Tommaso Creola, legale di Artur Luzy, moldavo di 31 anni,  in carcere per rapina, spiega di avere aiutato i familiari a recuperare la salma del giovane: “Non so se siano state commesse delle negligenze nella gestione della rivolta, a Modena di solito lavorano bene, era una situazione molto particolare. La magistratura darà delle risposte”. Lorenzo Bergomi,  legale di Ahmali Arial, marocchino di 36 anni, riferisce “di avere avuto un contatto coi familiari interessati al recupero della salma, poi più nulla”. Afferma “che a molti che si dice abbiano partecipato alla rivolta ora vengono negati i benefici, anche se non sono indagati e non hanno procedimenti disciplinari in corso. Uno di loro è stato riportato in carcere mentre stava scontando la pena ai domiciliari per il sospetto che abbia partecipato perché nella sua cella con altre 3 persone  è stato trovato un coltello rudimentale e si trovava nella zona dove hanno sfondato il cancello. ‘Lo abbiamo fatto perché bruciava tutto’, mi ha assicurato, negando che il coltello fosse suo.”.

 L’informativa in Parlamento non fa cenno alle cure mediche

Un aspetto da chiarire è quello delle visite mediche.

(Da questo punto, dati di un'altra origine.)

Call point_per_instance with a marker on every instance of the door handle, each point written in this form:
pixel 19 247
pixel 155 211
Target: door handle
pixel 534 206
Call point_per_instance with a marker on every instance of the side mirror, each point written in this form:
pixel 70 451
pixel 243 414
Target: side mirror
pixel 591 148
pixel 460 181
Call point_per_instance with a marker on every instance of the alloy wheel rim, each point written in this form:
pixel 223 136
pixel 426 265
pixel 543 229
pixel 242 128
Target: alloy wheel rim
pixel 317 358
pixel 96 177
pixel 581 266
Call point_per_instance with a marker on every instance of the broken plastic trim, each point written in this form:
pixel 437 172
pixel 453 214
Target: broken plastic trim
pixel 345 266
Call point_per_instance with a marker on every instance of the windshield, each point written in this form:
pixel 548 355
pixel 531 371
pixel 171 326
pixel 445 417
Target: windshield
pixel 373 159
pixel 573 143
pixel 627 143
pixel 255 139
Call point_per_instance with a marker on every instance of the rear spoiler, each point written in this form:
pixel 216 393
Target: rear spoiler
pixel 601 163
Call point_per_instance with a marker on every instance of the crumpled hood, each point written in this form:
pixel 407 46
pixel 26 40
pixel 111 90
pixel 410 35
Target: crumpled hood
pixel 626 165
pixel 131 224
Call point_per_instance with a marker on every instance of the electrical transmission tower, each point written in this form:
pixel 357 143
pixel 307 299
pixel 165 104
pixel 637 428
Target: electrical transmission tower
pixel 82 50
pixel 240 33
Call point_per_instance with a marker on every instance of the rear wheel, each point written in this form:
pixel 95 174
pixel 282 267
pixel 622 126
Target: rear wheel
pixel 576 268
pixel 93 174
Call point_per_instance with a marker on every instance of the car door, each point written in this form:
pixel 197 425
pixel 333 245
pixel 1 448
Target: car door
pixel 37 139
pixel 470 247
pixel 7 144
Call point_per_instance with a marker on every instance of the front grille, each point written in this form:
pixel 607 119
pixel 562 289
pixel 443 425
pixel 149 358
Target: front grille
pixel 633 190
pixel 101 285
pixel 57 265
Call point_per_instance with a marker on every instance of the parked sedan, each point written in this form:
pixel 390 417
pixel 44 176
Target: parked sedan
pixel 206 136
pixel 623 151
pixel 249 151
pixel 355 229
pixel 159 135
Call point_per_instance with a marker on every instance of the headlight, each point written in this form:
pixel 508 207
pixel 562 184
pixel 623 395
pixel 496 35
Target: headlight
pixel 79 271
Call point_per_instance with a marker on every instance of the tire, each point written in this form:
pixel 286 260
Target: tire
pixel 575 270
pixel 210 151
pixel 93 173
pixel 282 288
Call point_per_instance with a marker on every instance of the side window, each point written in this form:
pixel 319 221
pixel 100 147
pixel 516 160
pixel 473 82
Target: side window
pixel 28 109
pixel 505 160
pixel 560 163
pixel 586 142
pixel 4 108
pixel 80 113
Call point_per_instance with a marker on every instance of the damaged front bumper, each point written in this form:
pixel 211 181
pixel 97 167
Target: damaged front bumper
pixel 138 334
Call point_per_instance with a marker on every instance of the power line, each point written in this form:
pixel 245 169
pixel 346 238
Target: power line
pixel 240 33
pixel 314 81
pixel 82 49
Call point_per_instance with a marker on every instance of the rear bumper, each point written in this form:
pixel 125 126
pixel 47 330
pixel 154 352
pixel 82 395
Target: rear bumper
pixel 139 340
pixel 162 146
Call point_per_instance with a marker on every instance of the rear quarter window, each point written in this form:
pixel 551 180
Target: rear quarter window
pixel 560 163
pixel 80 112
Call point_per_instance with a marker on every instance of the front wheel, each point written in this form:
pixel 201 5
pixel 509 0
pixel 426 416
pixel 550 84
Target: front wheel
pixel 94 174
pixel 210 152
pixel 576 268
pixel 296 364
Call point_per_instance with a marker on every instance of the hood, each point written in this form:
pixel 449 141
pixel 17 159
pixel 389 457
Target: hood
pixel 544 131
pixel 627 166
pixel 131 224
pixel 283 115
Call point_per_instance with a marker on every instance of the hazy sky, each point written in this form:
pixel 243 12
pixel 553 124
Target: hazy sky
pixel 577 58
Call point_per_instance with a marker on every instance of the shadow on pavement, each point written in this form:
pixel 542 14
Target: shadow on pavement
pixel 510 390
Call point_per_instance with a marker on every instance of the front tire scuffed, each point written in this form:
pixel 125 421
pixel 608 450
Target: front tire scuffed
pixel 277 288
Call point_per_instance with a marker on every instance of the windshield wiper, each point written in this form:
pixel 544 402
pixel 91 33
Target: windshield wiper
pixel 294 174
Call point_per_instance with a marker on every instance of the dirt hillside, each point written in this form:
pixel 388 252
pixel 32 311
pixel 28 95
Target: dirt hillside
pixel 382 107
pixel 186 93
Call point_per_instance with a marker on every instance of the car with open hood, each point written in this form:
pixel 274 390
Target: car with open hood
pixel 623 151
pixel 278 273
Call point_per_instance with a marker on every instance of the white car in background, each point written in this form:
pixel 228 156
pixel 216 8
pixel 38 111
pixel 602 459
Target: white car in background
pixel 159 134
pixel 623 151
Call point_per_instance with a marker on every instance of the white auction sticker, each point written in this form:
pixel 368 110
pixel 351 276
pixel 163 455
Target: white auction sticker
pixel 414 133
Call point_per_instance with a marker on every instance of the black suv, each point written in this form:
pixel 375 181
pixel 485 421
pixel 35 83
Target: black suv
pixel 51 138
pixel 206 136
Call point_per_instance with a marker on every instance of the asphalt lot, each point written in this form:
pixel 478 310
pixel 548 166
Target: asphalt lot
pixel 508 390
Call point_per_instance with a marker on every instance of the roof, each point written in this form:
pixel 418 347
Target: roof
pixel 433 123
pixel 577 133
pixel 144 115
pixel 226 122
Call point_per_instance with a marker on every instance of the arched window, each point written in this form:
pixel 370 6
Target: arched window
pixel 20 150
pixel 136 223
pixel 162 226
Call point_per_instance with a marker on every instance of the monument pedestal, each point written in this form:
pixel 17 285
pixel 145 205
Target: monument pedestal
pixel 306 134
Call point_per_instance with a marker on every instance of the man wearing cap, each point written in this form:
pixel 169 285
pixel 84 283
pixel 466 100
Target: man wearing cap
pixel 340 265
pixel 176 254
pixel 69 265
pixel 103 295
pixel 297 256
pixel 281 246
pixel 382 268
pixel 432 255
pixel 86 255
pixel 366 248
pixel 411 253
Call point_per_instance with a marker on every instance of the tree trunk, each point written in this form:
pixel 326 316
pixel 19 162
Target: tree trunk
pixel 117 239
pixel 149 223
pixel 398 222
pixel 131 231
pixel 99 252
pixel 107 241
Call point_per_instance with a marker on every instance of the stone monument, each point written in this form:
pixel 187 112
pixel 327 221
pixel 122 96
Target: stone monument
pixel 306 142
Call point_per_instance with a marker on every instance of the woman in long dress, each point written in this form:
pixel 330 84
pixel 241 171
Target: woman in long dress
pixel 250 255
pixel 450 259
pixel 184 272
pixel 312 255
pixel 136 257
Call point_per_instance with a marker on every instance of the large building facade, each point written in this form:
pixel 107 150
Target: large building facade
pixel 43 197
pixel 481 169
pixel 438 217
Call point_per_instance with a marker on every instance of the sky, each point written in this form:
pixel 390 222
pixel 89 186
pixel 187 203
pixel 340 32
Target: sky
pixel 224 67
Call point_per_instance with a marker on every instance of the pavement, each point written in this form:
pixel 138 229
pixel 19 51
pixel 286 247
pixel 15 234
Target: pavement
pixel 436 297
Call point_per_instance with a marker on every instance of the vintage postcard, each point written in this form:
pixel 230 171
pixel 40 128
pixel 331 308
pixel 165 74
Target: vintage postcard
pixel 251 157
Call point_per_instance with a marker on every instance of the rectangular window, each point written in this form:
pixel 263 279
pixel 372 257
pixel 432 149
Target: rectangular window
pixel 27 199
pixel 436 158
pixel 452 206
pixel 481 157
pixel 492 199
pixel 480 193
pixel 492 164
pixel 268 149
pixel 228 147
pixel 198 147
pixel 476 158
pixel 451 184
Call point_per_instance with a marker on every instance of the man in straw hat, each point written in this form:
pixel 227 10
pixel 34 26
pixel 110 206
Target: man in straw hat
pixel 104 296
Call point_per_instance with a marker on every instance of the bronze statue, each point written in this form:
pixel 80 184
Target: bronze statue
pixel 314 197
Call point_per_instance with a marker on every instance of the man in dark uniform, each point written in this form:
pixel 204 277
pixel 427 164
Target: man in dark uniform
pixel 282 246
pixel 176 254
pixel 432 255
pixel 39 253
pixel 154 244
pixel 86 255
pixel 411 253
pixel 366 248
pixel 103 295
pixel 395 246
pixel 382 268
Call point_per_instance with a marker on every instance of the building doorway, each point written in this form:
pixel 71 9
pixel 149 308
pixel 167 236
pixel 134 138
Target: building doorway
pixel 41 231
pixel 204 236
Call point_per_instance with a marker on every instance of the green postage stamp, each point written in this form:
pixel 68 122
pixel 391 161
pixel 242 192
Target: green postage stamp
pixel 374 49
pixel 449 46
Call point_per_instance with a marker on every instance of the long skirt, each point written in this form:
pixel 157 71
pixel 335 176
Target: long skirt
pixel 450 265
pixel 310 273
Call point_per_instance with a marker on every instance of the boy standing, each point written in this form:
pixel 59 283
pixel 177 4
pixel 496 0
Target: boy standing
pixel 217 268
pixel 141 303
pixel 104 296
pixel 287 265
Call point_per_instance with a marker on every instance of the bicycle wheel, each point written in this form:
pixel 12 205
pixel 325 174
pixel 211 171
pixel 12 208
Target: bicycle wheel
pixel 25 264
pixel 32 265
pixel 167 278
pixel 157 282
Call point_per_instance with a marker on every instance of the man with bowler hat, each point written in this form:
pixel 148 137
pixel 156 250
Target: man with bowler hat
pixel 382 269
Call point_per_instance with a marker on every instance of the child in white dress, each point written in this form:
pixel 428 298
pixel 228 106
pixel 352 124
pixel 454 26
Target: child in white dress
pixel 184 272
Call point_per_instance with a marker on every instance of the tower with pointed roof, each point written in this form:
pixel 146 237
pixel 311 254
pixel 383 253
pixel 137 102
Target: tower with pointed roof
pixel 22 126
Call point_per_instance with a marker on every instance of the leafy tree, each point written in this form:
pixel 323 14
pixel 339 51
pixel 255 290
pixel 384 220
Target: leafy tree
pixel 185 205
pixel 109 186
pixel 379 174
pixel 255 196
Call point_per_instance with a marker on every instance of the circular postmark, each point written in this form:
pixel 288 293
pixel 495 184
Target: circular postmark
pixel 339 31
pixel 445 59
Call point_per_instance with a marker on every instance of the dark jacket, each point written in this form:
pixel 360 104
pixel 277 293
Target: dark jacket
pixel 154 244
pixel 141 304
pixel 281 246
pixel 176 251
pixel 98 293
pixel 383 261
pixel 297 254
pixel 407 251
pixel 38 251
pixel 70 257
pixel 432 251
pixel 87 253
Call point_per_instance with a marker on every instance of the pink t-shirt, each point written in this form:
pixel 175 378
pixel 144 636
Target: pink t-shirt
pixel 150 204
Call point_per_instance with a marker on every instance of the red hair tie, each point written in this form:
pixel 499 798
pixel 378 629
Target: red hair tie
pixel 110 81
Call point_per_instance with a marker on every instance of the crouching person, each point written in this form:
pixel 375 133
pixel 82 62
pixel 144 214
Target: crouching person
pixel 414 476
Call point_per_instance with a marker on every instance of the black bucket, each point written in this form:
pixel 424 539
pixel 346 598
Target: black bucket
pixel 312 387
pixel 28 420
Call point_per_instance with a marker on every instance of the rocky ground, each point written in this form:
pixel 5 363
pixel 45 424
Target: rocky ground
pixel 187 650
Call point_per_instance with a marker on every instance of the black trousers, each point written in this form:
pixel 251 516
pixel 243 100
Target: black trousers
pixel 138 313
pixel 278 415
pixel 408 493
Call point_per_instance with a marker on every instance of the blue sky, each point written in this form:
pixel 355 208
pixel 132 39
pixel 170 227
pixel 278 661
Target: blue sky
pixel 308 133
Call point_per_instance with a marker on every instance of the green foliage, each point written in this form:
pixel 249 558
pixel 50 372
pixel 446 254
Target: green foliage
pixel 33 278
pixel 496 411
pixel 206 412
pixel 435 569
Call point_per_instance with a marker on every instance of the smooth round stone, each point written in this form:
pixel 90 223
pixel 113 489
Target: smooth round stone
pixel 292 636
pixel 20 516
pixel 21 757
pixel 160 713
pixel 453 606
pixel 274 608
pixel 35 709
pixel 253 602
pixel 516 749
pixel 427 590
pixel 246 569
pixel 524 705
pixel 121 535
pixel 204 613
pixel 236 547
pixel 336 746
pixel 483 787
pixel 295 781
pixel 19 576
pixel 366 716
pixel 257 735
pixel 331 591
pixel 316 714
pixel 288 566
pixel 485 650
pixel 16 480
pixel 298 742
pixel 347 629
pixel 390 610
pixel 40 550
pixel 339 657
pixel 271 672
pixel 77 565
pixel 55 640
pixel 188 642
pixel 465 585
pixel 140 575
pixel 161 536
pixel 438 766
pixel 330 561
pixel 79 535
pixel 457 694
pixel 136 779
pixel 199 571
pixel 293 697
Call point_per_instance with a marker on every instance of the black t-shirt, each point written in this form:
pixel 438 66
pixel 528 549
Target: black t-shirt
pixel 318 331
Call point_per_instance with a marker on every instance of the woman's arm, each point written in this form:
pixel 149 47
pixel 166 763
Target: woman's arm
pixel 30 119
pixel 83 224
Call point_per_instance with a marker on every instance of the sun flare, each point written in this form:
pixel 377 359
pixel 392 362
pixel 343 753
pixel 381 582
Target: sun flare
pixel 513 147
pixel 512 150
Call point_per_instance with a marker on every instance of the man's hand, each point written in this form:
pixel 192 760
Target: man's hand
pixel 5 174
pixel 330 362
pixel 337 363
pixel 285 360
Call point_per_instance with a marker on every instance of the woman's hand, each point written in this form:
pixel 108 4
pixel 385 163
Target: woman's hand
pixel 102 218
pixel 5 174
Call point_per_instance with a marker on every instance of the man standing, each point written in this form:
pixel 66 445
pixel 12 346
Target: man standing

In un’informativa inviata  al Parlamento, Franco Basentini, all’epoca capo del Dipartimento amministrazione giustizia, scrive che gli I agenti “riuscivano a fiaccare la resistenza aggressiva e violenta dei ribelli, immobilizzare i più facinorosi, condurli all’esterno e collocarli immediatamente sui mezzi di trasporto preventivamente predisposti”. Non si fa cenno in questo passaggio ad alcuna visita medica. I familiari di Piscitelli, in particolare una giovane nipote che ha chiesto ai pm tramite l’avvocato Antonella Calcaterra di sapere come abbia perso lo zio, pensano che forse si sarebbe potuto salvare se fosse stato visitato prima di essere portato nelle Marche. Non è chiaro nemmeno dove sia morto: fonti interne al carcere affermano che sia sia spento nell’ospedale di Ascoli, al cui ingresso non avrebbe presentato segni di intossicazione né lesioni compatibili con violenze, a differenza del detenuto che parla di un decesso in cella preceduto da un forte malessere.

A Bologna la Procura chiede di archiviare 

Nella protesta al carcere di Bologna del 9 e 10 marzo è morta una persona, Kedri Haitem, 29 anni, tunisino. La Procura ha chiesto nei giorni scorsi l’archiviazione del fascicolo aperto a carico di ignoti con l’ipotesi di ‘morte in conseguenza di altro reato’. Secondo il pm Manuela Cavallo,  “la ricostruzione dei fatti più plausibile è che la persona deceduta, già destinataria di farmaci per il controllo dell’ansia e degli stati di agitazione, abbia assunto volontariamente sostanze prelevate abusivamente dalla farmacia del carcere due giorni prima durante la rivolta dei detenuti  e che sia morto per overdose”.

La sera del 10 marzo il ragazzo tunisino al compagno di cella  confida che “durante la rivolta ha assunto farmaci”, dice che è stanco e che vuole dormire e  a lungo. Alle 12.40 altri detenuti entrano nella cella per parlargli. Il compagno prova a svegliarlo  ma si accorge che non respira più. Solo a quel punto, secondo questo testimone, viene perquisita la cella e sotto il materasso del ragazzo morto vengono trovate 103 pasticche e 6 siringhe. L’unica parte offesa nel procedimento, il Garante nazionale dei diritti dei detenuti, ha chiesto copia degli atti e non ha ancora comunicato se farà opposizione all’archiviazione.

Sulla ribellione di Bologna, l’AGI ha raccolto le parole di un uomo nel frattempo uscito di prigione e ospite di una comunità di recupero: “I detenuti albanesi – dice il testimone – hanno fatto partire tutto in modo strumentale, gli altri africani gli sono andati dietro distruggendo tutto e minacciando di morte chi non avesse partecipato. Altri si sono chiusi nelle celle sbarrandole coi letti, intanto alcuni hanno assalito l’infermeria prendendo tutto quello che c’era”.